Tuesday, July 31, 2012

The Great Adventure (Misadventure?): Part 1- Making it to Nevada...


I'm finally typing up and posting the adventure of the last three days, after three days without turning on my computer!  I'll post pictures later... right now I'm just too exhausted to look for the camera and cord and load them!

The adventure began, as adventures tend to do, in an unexpected way (I should have known better than to call it an adventure when I described our cross country trip to Sadie).  We packed carefully and loaded the car on Friday night after Paul got off of work.  I woke up early, showered and got dressed, made sure everyone else was ready, and loaded the last few bags into the car.  It was packed full.  Then we said goodbye to Nini and Gigi and Nani and Grumpa and piled into the van and turned the ignition. 

And nothing happened.  They key simply would not turn.  After a few minutes of trying Pau yielded the drivers seat, and I gave it a try.  You see, all summer our car had been doing this and it had always worked out the same way. Paul would try to turn the key and it wouldn’t budge.  My dad might even give it a try.  At one point one the law enforcement officers at the courthouse even tried.  And then I would drive to wherever the car was, fiddle with the steering wheel for thirty seconds, and give the key a turn and it would start up right away. 

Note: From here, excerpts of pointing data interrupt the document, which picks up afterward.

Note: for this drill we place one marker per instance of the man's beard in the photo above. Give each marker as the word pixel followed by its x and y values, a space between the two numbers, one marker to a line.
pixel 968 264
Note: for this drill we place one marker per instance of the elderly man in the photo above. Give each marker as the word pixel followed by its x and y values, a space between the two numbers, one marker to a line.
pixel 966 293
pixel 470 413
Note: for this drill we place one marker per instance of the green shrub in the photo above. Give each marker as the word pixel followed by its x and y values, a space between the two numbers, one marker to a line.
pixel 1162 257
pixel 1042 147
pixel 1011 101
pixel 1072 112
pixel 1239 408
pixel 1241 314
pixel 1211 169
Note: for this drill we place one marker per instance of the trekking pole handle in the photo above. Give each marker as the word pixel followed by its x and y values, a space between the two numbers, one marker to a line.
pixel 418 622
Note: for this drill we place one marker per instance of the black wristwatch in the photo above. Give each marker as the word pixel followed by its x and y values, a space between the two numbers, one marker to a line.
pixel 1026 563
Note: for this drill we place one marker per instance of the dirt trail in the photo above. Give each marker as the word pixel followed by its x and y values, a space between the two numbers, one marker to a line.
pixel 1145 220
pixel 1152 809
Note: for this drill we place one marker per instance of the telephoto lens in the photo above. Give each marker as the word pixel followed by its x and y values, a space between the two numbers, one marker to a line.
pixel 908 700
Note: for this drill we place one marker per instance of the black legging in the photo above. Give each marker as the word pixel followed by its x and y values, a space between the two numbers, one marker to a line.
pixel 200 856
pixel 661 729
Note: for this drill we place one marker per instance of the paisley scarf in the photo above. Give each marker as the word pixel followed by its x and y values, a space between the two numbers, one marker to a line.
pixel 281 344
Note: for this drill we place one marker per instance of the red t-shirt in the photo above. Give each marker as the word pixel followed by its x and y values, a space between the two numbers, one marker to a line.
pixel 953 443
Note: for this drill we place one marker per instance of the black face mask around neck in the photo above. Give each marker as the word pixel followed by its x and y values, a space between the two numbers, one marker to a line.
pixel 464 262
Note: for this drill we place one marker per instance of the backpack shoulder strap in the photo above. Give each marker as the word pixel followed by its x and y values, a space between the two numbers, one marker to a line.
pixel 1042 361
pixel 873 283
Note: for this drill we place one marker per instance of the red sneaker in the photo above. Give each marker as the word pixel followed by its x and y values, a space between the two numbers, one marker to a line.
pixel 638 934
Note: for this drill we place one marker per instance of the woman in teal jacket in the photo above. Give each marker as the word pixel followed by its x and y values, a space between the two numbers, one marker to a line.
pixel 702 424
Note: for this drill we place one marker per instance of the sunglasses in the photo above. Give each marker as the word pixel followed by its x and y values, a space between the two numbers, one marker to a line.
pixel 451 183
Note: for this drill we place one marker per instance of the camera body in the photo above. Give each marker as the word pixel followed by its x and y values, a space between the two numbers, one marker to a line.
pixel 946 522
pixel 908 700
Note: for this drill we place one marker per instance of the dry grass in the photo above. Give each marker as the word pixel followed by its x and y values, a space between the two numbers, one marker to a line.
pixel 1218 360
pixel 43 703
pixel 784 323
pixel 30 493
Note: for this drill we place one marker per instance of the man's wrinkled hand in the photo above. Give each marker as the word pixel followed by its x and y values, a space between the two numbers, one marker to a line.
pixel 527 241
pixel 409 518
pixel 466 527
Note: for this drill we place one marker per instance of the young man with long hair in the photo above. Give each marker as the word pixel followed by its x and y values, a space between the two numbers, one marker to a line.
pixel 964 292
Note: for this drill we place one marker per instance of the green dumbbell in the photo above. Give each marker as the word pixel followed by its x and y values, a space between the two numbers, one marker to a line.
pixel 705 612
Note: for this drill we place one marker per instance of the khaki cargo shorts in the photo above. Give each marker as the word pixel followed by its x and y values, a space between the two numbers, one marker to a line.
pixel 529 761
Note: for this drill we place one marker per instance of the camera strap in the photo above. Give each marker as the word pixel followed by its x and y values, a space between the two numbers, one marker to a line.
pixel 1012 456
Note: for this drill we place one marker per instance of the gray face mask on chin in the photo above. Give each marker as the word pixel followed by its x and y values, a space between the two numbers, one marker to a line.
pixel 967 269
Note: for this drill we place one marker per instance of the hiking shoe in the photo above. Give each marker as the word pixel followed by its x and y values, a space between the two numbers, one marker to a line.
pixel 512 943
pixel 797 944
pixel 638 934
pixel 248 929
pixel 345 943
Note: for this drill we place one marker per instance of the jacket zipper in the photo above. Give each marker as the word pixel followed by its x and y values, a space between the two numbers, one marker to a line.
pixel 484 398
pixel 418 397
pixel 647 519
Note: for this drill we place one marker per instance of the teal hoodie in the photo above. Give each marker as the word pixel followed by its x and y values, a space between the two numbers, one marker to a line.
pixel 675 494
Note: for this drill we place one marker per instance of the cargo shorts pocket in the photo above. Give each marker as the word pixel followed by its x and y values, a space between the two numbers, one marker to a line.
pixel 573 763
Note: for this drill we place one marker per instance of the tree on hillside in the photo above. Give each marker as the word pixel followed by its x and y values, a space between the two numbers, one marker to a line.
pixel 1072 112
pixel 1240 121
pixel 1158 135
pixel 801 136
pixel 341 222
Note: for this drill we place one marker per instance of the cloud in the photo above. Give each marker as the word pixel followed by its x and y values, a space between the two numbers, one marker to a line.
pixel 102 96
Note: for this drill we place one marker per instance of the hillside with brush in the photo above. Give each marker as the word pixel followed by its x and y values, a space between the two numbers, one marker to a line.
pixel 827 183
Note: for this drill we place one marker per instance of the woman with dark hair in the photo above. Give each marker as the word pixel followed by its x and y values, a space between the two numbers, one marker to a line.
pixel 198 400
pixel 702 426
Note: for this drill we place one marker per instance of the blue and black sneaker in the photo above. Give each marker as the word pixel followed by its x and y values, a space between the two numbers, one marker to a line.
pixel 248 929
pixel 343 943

It’s a security feature, I would say to Paul.  You have to turn the wheel and step on the break and it works every time.  Or almost every time at least, because up until Saturday morning it had never taken me more than five minutes to get the key to turn.  On the morning of our expected departure, however, the key just wouldn’t budge. Even for me.  

"Security feature," Paul would later scoff during the following seventy two hours of rubbing in how wrong I had been (It's come up quite a few times, you may not be surprised to know...).  "I thought the key was the security feature." 

Fast forward two hours and the van was being loaded onto a flat bed while I watched tearfully, trying to figure out how we were going to get to Michigan to find a place to live, and then to Florida to get our stuff and then back to Michigan, all before Paul’s classes started. 

I drove with my dad to pick up Paul from the shop where the van was being dropped.  Paul had already called every repair shop he could find in an hour radius and no one could help until Monday morning, which was still forty eight hours away.  We were quoted prices in the $400 range.  Some of the places, that were over an hour away, had the part in the parts shop which was open, but their service department was closed, while others had open service departments with parts shops that wouldn’t be open until Monday, and no one would agree to installing a part from another (open) parts department.

At the local mechanics I sat on a wooden chair outside, gigantically pregnant and teary eyed behind my sunglasses, and prayed as I waited that something would happen, or that I would at least no go crazy thinking about all the things that needed to be done immediately, so we don’t end up homeless in Michigan with classes starting and no place to live. And I hoped that maybe the mechanic would pity the gigantic pregnant woman hanging around and try extra hard to fix her car and save the day.  

The mechanic promised to take a look, but his voice was less than optimistic, and we headed home, resigned to wait until Monday morning.

Less then a mile out of town the phone rang.  It was my mom.  The mechanic had called the house and, with the help of ample graphite (which we had already tried) had gotten the key to turn.  The car was on and, if we really wanted to give it a try, we could.

Back at the repair shop he explained that we couldn’t remove the key from the ignition.  We could turn it back one click, so the engine stopped running, and lock the car.  Then at least we could get on the road two days earlier.

I was willing to take a chance.  After all, anywhere we broke down would be closer to where we were going then where we were at the moment. 

A little after noon (four hours after we’d initially all been buckled in) we all piled into the car and began the long drive east. 

We stopped outside of Reno for dinner at Taco Bell and the girls were both in good spirits. Then it was back on the road where they finally began to doze shortly before we reached Elko, Nevada.  We’d driven 500 miles, and were short of our goal, but glad to be on the road. 

Paul had purchased a club (steering wheel lock) and I draped a blanket over it to hide the key, before we piled into an inexpensive motel for the night that was surprisingly nice (we’d been turned away at two other motels that were full by then… and hadn’t even gone it at motel 6, where there was no parking in the parking lot…).

Our first night on the road was ended and the key was still safely in the ignition.  I was feeling pretty optimistic about how things were working out... but still wondered... would the car make it to Michigan?  Could we find someone to fix it quickly once we were there?